The world of professional football was saddened today when it was learned that Cincinnati Bengals wide receiver Chris Henry had died Thursday morning after falling out of the bed of a moving pickup truck the night before during a domestic dispute with his fiancée.
Those with a passing knowledge of football or the Bengals probably think of Henry as a problem-causing thug who had trouble seemingly follow him wherever he went. The image is founded on the multiple arrests for marijuana possession, assault and gun charges that led to a 2007 NFL suspension and a subsequent release by the Bengals.
The release seemed to be a wake-up call for Henry, however, and it appeared he began to make steps to turn his personal life around, spending more time with his family and staying out of trouble. Bengals owner Mike Brown gave him another chance and resigned him to the team, and as teammates and commentators saw a marked change in his off-the-field demeanor, Henry looked to have a very decent year before breaking his arm in a game against the Baltimore Ravens.
There’s no doubt he had great athletic ability and tremendous professional potential.
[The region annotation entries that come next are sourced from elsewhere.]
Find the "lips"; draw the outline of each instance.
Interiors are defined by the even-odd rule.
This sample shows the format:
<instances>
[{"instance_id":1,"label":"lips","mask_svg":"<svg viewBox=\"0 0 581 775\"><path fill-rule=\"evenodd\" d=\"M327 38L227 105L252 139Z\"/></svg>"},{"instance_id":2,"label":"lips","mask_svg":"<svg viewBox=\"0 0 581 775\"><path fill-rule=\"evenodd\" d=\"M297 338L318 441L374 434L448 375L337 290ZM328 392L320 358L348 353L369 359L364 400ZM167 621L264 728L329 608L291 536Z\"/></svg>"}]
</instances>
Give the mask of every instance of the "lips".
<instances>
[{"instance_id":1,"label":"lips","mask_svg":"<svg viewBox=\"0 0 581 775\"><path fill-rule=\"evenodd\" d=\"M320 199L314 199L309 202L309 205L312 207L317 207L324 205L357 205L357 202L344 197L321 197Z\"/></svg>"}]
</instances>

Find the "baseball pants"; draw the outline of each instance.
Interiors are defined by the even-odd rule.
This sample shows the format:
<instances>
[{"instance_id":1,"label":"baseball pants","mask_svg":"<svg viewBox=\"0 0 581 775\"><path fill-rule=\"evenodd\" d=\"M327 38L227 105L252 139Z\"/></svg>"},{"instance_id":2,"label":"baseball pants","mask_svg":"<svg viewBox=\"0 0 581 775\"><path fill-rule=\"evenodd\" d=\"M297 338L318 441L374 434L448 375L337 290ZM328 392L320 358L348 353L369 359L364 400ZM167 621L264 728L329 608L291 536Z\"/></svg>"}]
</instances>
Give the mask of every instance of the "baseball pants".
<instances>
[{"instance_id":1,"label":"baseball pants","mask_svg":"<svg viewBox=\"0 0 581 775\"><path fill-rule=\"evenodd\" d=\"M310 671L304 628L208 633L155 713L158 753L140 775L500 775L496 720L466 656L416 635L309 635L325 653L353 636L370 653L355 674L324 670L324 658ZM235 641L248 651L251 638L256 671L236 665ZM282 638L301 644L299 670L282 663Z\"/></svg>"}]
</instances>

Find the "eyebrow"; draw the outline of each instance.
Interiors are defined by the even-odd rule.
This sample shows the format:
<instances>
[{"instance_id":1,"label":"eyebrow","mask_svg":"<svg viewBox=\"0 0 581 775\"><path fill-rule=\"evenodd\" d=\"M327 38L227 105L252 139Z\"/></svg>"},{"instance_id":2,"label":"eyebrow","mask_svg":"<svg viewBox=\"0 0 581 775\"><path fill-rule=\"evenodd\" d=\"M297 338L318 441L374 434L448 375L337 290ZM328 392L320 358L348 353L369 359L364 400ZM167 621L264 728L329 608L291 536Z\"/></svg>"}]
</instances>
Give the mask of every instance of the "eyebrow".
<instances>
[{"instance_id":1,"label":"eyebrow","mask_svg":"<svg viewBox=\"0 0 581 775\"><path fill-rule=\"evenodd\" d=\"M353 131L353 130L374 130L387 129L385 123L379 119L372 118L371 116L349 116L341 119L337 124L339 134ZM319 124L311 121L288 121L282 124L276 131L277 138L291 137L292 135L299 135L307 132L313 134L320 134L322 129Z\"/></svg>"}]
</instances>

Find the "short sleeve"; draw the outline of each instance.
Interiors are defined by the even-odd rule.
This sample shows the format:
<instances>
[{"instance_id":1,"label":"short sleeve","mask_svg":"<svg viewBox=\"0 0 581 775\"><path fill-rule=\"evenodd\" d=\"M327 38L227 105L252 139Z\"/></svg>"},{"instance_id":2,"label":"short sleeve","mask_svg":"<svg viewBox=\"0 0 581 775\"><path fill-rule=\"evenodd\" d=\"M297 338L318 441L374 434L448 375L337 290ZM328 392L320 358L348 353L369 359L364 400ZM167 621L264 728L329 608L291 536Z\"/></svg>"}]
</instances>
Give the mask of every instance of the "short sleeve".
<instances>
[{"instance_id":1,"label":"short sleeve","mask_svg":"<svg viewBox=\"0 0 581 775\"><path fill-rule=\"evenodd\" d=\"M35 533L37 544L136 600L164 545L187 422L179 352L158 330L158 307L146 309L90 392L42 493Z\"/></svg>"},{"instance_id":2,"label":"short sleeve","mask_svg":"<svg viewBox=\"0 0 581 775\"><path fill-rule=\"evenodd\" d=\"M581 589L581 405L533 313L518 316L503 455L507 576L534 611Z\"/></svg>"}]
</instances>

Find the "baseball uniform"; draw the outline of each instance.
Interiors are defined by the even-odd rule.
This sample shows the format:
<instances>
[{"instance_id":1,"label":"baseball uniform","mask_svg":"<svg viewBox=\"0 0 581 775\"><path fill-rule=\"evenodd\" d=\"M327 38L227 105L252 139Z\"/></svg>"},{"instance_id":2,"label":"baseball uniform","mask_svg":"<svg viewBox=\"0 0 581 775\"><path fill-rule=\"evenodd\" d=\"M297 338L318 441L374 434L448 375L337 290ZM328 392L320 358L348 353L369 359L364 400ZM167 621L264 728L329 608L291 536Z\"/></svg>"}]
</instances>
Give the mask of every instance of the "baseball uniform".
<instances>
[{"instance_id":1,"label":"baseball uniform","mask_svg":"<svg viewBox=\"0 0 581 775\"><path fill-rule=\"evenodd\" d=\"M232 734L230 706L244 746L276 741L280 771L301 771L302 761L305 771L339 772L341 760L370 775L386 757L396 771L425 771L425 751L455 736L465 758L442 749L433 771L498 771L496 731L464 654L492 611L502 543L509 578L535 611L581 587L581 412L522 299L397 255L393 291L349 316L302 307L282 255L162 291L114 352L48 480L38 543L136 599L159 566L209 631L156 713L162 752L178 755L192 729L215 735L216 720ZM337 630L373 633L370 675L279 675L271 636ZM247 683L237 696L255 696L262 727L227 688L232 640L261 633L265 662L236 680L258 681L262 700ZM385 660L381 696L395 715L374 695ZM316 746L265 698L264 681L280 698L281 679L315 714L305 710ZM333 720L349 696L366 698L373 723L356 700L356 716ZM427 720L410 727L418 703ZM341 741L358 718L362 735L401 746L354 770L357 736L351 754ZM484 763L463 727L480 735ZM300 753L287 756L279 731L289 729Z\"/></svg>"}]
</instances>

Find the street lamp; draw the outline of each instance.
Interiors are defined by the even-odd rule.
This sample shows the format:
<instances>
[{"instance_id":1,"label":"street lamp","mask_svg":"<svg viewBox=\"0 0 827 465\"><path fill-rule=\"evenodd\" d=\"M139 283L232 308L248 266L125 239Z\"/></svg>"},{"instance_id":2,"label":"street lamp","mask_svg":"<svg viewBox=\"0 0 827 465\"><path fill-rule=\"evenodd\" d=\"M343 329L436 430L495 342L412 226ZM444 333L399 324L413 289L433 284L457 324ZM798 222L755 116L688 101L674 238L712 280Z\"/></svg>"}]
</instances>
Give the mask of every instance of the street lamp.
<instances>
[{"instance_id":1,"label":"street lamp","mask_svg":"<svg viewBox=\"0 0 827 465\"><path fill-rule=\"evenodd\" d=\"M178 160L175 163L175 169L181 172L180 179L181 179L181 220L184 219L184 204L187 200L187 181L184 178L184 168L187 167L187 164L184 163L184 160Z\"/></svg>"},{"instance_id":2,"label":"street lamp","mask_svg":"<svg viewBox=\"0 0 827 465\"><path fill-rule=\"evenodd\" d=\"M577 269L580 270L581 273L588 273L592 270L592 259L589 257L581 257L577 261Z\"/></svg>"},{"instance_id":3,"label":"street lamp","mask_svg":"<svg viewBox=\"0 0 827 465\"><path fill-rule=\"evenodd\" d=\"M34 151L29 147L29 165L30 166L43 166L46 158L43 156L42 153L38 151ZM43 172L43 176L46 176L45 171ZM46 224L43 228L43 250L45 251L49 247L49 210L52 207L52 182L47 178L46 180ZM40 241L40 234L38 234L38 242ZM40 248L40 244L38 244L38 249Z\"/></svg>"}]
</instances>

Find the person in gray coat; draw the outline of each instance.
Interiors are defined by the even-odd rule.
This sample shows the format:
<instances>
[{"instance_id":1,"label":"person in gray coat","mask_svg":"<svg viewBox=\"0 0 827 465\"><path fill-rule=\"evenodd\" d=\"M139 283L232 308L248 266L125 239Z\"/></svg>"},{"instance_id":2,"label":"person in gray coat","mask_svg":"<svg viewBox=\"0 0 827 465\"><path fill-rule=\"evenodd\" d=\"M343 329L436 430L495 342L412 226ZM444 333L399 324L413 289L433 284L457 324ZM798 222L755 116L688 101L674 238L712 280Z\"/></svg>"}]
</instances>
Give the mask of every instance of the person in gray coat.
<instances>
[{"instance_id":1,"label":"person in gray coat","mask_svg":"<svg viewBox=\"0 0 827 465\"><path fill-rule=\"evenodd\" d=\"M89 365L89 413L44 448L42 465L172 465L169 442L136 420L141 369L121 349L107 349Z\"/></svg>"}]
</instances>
Indeed, the Bengals’ passing game has suffered noticeably since he broke his arm, and with the numbing loss of a teammate, they must now travel to San Diego and play the Chargers in a game with tremendous playoff implications.
But the football aspects pale in comparison to the plain human sadness of Chris Henry’s death. Henry’s three children must now grow up without a father, his fiancée must now be tortured with guilt over what she could have done differently that night, and Henry’s potential both as an athlete and as a human being can never be fully realized. At 26 years old, he was only a few years younger than me, and I shudder to think of the long life he might have had before him, lost now in what wasn’t a gun-related fight at 2 am in front of some nightclub, but in an odd accident that probably could have been avoided.
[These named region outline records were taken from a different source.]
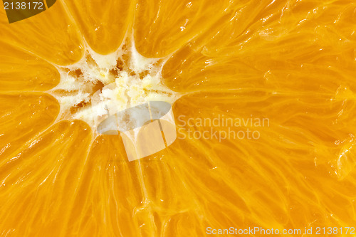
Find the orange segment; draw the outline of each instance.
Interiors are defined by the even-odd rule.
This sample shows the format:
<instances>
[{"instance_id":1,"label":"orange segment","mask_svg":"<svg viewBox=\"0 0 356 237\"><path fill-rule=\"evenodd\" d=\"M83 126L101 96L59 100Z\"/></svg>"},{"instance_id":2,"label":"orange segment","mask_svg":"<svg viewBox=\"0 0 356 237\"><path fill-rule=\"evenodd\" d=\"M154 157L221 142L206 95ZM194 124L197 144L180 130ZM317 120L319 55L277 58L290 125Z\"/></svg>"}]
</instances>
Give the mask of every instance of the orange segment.
<instances>
[{"instance_id":1,"label":"orange segment","mask_svg":"<svg viewBox=\"0 0 356 237\"><path fill-rule=\"evenodd\" d=\"M135 1L67 1L89 46L107 54L119 48L131 23Z\"/></svg>"},{"instance_id":2,"label":"orange segment","mask_svg":"<svg viewBox=\"0 0 356 237\"><path fill-rule=\"evenodd\" d=\"M19 48L4 45L0 52L0 90L46 90L60 80L57 69Z\"/></svg>"},{"instance_id":3,"label":"orange segment","mask_svg":"<svg viewBox=\"0 0 356 237\"><path fill-rule=\"evenodd\" d=\"M2 42L27 50L59 65L78 60L83 53L82 36L61 1L45 11L9 24L0 11Z\"/></svg>"},{"instance_id":4,"label":"orange segment","mask_svg":"<svg viewBox=\"0 0 356 237\"><path fill-rule=\"evenodd\" d=\"M0 228L23 236L66 233L90 139L83 122L63 122L2 160Z\"/></svg>"},{"instance_id":5,"label":"orange segment","mask_svg":"<svg viewBox=\"0 0 356 237\"><path fill-rule=\"evenodd\" d=\"M1 157L23 149L25 143L54 122L59 112L57 101L47 94L0 95L0 101Z\"/></svg>"},{"instance_id":6,"label":"orange segment","mask_svg":"<svg viewBox=\"0 0 356 237\"><path fill-rule=\"evenodd\" d=\"M140 0L134 26L136 48L147 58L167 56L207 31L229 6L226 0Z\"/></svg>"}]
</instances>

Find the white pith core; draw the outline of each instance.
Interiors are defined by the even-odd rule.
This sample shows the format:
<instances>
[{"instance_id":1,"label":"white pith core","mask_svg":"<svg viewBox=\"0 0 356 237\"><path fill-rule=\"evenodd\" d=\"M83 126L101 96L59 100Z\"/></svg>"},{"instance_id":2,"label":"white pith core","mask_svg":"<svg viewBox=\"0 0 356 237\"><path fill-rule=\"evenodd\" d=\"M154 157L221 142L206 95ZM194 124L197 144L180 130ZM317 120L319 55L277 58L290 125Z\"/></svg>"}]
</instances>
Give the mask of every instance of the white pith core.
<instances>
[{"instance_id":1,"label":"white pith core","mask_svg":"<svg viewBox=\"0 0 356 237\"><path fill-rule=\"evenodd\" d=\"M48 91L60 103L58 120L81 120L95 130L108 115L108 102L112 114L147 101L172 105L180 97L162 83L165 58L145 58L132 42L105 56L88 48L78 63L58 67L61 81Z\"/></svg>"}]
</instances>

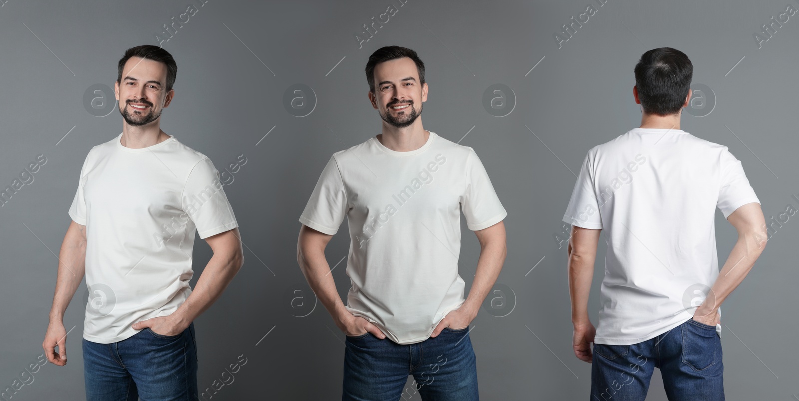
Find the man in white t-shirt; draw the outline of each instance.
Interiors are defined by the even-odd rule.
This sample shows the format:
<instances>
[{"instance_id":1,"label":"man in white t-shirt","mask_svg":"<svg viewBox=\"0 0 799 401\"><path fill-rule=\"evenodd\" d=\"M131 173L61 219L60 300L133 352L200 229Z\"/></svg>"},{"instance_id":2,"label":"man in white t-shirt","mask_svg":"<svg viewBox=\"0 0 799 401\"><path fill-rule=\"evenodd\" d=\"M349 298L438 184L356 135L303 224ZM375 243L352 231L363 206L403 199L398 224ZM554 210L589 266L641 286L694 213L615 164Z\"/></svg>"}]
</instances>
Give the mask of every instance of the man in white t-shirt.
<instances>
[{"instance_id":1,"label":"man in white t-shirt","mask_svg":"<svg viewBox=\"0 0 799 401\"><path fill-rule=\"evenodd\" d=\"M563 216L573 226L574 354L592 363L591 399L644 399L654 367L670 400L724 399L719 307L762 252L765 222L741 162L680 129L692 73L674 49L641 57L633 88L641 126L588 151ZM738 233L721 272L717 207ZM602 229L594 329L587 304Z\"/></svg>"},{"instance_id":2,"label":"man in white t-shirt","mask_svg":"<svg viewBox=\"0 0 799 401\"><path fill-rule=\"evenodd\" d=\"M157 46L125 52L114 87L122 133L89 152L70 208L42 346L50 362L66 364L64 312L85 274L89 401L197 399L193 321L244 263L219 173L161 130L177 73ZM193 291L195 230L213 256Z\"/></svg>"},{"instance_id":3,"label":"man in white t-shirt","mask_svg":"<svg viewBox=\"0 0 799 401\"><path fill-rule=\"evenodd\" d=\"M384 47L366 66L382 133L332 155L300 217L297 261L346 336L342 399L397 399L408 375L424 399L479 399L469 324L506 255L507 216L469 147L424 130L424 64ZM464 300L460 213L481 244ZM344 305L324 248L347 217Z\"/></svg>"}]
</instances>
What’s the most disheartening is that Chris Henry’s story is one of personal redemption that can never be completed. There’s no doubt he was a problem child in the past, and he readily took ownership of his self-inflicted legal and personal problems. But he seemed genuine in his desire to turn it all around and become a better person, and was poised to reignite a nascent NFL career that showed much promise. Listening to Cincinnati sports radio today, I was impressed at local host Lance McAlister’s recounting of the change he saw in Henry as well as the expression by fans and callers of the respect and humanity he showed his supporters in his city, and I heard an interview on ESPN where he said he wanted to make them all proud of him again.
Is Chris Henry, simply by virtue of playing a game and being famous, more worthy of our sympathy and remembrance than the thousands of other people who died today? Of course not – his contribution to society wasn’t as great as the many other firemen, policemen, teachers, soldiers, husbands, grandfathers and sons who passed away. But the story of Chris Henry is a reminder of how easy it is to squander away the precious gift of life, and how uncertain second and third chances can be. Opportunities and rebirths are few and far between, and when they fall into our laps, we have to make the most of what’s given to us. It’s easy to paint Chris Henry as a thug, but for his recognition of his mistakes and his efforts to change, he has my understanding and my respect.
Rest in peace, Chris Henry. God bless your soul and your family.